My grandmum would always tell me that among her children, it was my mum who will always take home the best presents, the most enviable baskets of goodies, for she isn't just pretty but a good singer as well.
Josie, as she was fondly called by others, was my first teacher. My fondest recollection was when she taught me how to draw a cockroach. It was very easy and from that sketch came a hundred more drawings from me. She was a quiet person and my dad, being aristocratic and Chinese, had the voice that all had to listen. There were bouts of disagreements and I had been a witness to many altercations. One day, I refused to listen and obey my dad because he wanted me to buy a bottle of acid water. I knew what he was planning to do. I ran away in fear and disgust!
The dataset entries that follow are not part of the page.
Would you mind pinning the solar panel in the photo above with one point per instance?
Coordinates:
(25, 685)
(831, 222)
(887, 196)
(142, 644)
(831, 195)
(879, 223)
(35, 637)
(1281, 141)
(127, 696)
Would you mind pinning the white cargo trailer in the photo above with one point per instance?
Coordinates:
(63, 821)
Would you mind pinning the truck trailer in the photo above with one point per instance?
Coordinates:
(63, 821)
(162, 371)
My mum's favourite desserts would be ice cream and soda. That lethal combination made her vulnerable to diabetes. It wasn't bad in the beginning but after so many years, it made her a regular visitor at the nearby hospital.
Even with her condition, she was always alongside my dad in taking care of their business. Whenever I am in Manila for a visit, I would see her seated inside the store with weary eyes and a sad demeanour in her. She was like locked up in a cage, a veritable cell of patterned existence. There wasn't much joy in her words nor any sense of fulfillment to utter.
She suffered a stroke on her birthday and she was confined in the hospital where I got to bond with her. I was visiting that year and it was a week long Christmas holiday in the hospital for me and my mum. It was mostly laughter that filled the room and never did we talk about depressing things. Not knowing it will be her last birthday and Christmas, we made those seven days fruitful with words of wisdom and reminiscing.
When I received the news of her demise, I was the most sullen person enveloped with grief. I couldn't talk because I was just in tears. I arrived Manila the next day and immediately went to the wake. When the priest asked for her relatives to bless her with the holy water, I succumbed to tears once again.
But the real awakening was when she was finally buried and I was filled with emotions. It was mostly regrets, for being away for a very long time. After some time though, I made some closures and I am more at peace to myself.
As in every mothers around the world, my mum is the epitome of calmness and love. She may not be well educated but I made that lack of education on her part to fill mine.